About WhiteCrow
We are global talent research, insight, and sourcing specialists with offices in the UK, USA, Singapore, Malaysia, Hong Kong, Dubai, and India. Our international reach has helped us to understand and penetrate specialist markets at a global level. In addition to this, our service is also extended to complement our client's in-house talent acquisition teams.
About our client
Our client operates in the consumer financial services space, focusing on making everyday purchases and essential needs more accessible through flexible financing solutions. They support individuals across their financial journey—from obtaining their first line of credit to managing long-term financial flexibility—by enabling more informed and responsible credit decisions.

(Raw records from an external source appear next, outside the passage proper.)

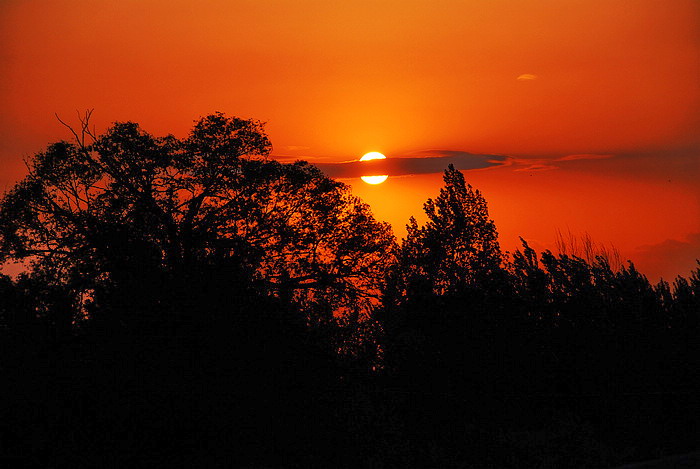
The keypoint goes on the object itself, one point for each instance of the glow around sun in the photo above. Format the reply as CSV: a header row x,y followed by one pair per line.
x,y
374,155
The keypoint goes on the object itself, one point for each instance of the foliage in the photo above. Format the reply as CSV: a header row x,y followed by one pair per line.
x,y
144,219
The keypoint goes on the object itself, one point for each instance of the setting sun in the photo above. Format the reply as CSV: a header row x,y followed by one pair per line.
x,y
374,155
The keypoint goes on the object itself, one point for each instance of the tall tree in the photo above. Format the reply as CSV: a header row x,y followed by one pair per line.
x,y
153,221
457,249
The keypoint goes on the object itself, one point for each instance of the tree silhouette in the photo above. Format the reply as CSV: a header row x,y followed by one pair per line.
x,y
456,253
129,218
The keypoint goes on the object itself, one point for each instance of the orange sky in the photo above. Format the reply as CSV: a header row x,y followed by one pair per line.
x,y
334,80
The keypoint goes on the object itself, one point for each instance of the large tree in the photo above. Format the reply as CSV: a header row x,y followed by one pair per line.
x,y
158,219
456,250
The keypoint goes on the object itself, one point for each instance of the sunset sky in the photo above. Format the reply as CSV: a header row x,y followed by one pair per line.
x,y
578,115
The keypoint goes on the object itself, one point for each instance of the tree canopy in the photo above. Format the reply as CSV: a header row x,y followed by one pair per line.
x,y
136,214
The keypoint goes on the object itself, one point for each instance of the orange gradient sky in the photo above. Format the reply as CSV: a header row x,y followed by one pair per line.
x,y
593,107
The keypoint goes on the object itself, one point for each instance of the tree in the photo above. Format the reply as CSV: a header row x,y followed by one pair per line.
x,y
143,223
457,250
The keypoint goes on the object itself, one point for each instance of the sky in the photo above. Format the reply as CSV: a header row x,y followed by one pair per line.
x,y
570,115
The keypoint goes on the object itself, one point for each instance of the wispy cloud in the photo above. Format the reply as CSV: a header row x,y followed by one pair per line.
x,y
421,162
435,161
527,76
669,258
584,156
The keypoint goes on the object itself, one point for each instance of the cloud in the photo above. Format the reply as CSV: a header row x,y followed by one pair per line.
x,y
669,258
422,162
584,156
435,161
527,76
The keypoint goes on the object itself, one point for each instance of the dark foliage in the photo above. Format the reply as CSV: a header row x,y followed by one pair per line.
x,y
192,303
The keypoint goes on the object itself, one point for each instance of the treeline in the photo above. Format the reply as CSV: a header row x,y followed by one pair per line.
x,y
190,302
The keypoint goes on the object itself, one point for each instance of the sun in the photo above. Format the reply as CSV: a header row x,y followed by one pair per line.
x,y
374,155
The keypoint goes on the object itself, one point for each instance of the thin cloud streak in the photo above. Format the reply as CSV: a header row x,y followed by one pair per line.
x,y
436,161
425,162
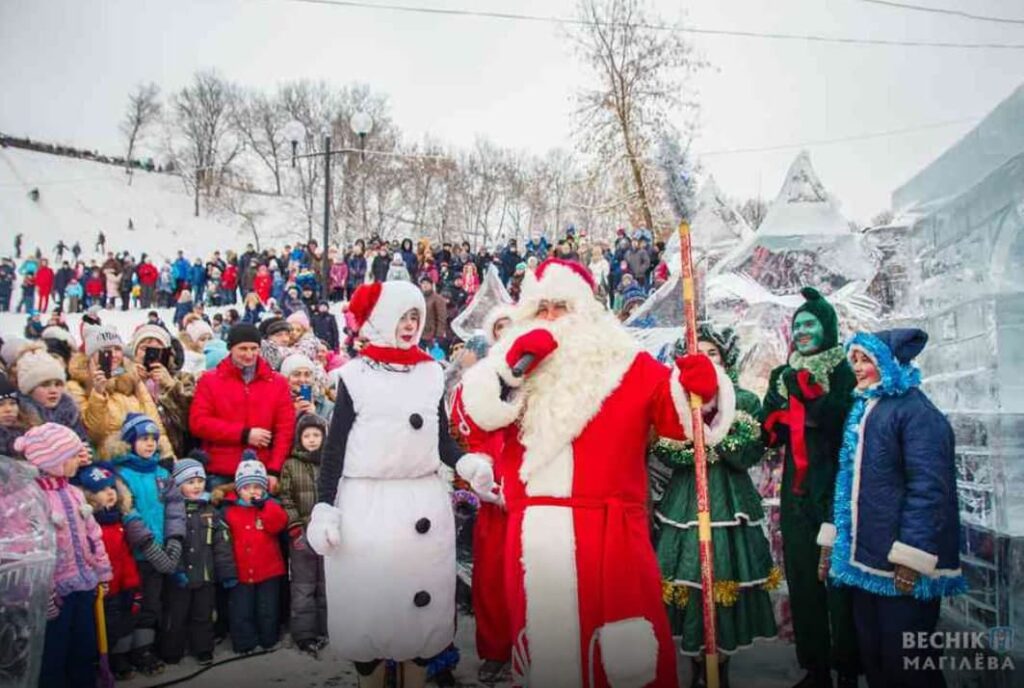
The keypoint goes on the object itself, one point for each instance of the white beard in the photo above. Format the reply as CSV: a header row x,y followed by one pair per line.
x,y
566,391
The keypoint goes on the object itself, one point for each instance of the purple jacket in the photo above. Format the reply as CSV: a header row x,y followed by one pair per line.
x,y
82,563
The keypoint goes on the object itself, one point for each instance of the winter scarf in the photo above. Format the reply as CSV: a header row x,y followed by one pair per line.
x,y
819,364
896,380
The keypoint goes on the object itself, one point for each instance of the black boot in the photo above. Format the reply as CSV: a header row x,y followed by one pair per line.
x,y
815,678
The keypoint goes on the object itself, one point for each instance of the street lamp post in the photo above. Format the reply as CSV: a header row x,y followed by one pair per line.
x,y
360,124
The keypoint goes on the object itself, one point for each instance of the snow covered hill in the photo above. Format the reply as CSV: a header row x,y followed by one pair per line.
x,y
79,198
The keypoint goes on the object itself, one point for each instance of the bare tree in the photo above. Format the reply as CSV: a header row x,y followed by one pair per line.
x,y
202,116
640,71
142,111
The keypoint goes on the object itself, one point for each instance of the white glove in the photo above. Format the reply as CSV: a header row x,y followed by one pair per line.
x,y
324,530
477,471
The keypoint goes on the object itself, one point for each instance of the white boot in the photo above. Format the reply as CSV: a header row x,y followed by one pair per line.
x,y
411,675
375,680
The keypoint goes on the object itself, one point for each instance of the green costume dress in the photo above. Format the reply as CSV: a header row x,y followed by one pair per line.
x,y
742,563
805,409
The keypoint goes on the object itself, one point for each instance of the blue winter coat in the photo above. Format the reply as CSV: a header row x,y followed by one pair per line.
x,y
898,460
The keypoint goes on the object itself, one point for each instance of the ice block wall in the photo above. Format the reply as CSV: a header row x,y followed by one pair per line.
x,y
964,270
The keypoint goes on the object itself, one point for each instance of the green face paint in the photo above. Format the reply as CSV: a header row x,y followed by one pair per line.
x,y
808,334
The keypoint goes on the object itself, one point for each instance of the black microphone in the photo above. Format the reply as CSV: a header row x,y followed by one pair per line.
x,y
520,367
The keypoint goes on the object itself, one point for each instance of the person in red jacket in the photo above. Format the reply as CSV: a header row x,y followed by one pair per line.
x,y
147,277
94,288
262,284
44,284
229,284
255,521
99,485
243,403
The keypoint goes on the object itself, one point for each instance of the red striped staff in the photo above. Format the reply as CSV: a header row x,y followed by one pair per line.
x,y
699,465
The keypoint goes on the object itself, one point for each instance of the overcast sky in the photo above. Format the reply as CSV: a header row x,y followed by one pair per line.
x,y
67,66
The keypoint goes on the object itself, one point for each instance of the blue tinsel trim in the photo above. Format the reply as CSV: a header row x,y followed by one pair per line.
x,y
446,659
896,380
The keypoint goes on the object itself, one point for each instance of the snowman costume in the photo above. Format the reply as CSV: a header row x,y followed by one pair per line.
x,y
384,522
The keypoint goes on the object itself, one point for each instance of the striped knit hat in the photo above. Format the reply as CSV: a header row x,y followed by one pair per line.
x,y
48,446
138,425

Our client has built a vast network that connects consumers with a wide range of small and mid-sized businesses, as well as providers in the health and wellness sector. Through this ecosystem, they play a meaningful role in supporting both customer financial well-being and the growth of businesses that form a critical part of the broader economy.
As a AVP – Model Ops Engineer, you will be responsible for...
- Designing, developing, and maintaining robust pipelines to collect, transform, and store data used in model monitoring workflows (e.g., scoring data, performance metrics, outcomes).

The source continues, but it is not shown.